Todavia, impõe-se considerar eventual negativa se, e somente se, for
concretamente expressada.
3) Decisão.
Diante do exposto, não conheço do conflito de
atribuições, determinando a remessa dos autos ao DD. 8º Promotor de Justiça do
Patrimônio Público e Social da Capital, para a adoção das providências cabíveis.
Publique-se. Comunique-se. Providencie-se remessa
de cópia desta decisão para o DD. 10º Promotor de Justiça do Patrimônio Público
e Social da Capital, para conhecimento, bem como ao CAO das Promotorias de
Justiça Cíveis e de Tutela Coletiva, por via eletrônica.
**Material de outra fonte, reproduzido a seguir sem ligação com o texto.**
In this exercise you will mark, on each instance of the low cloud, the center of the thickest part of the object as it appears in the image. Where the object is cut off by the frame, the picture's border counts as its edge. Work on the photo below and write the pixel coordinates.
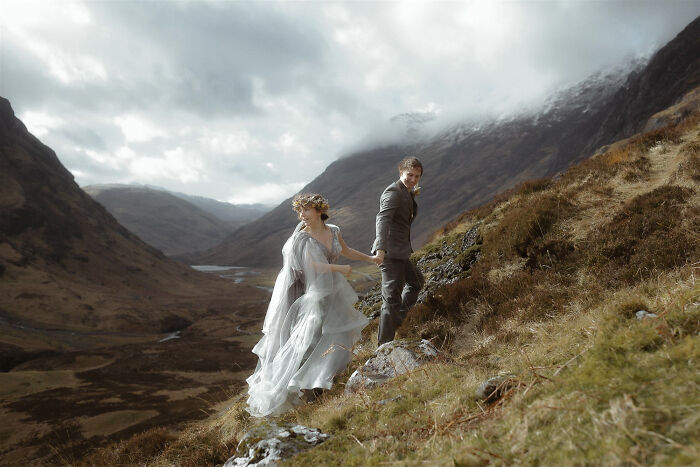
(249, 101)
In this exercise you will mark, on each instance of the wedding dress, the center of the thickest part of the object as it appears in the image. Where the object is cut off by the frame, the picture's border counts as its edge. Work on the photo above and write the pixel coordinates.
(310, 326)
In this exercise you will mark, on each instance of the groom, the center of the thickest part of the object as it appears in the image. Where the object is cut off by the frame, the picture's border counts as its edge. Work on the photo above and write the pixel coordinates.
(401, 280)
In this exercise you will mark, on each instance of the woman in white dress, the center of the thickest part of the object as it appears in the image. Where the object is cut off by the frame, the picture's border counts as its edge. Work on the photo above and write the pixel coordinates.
(311, 324)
São Paulo, 26 de maio de 2009.
FERNANDO GRELLA VIEIRA
Procurador-Geral de Justiça
\emj
[1] GARCIA. Emerson. Ministério Público, 2ªed., Rio de
Janeiro, Lumen Juris, 2005, p.196.
[2] MAZZILLI, Hugo Nigro. Regime Jurídico do Ministério Público,
6ªed., São Paulo, Saraiva, 2007, p. 486/487.
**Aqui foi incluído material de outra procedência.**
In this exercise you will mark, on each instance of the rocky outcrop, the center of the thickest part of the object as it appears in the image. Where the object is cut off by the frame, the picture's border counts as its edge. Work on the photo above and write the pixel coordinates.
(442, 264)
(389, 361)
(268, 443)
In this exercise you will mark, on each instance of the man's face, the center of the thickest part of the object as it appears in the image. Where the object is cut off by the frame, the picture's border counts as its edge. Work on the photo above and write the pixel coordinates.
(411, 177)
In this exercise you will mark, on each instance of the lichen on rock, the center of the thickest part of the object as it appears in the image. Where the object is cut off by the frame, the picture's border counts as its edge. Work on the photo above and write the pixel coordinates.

[3] Nesse sentido: MAZZILLI, Hugo
Nigro. Manual do Promotor de Justiça, 2ªed.,
São Paulo, Saraiva, 1991, p.537; Emerson Garcia, Ministério Público, op. cit., p.73)
[4] MEIRELLES. Hely Lopes. Direito Administrativo Brasileiro,
33ªed., São Paulo, Malheiros, 2007, p.121. Confira-se ainda, a respeito desse
tema: ARAÚJO, Edmir Netto de. Curso de Direito Administrativo, São
Paulo, Atlas, 2005, p. 421/423; DI PIETRO, Maria Sylvia Zanella. Direito Administrativo, 19ª ed., São
Paulo, Atlas, 2006, p.106/109.
[5] MARONGIU. Giovanni. Verbete
“Gerarchia amministrativa”, Enciclopedia
del diritto, vol. XVIII, Milano, Giuffrê, 1969,p. 626.
[6] GIANNINI. Massimo Severo. Diritto Amministrativo, v. I, 3ª ed., Milano, Giuffrè, 1993, p. 12.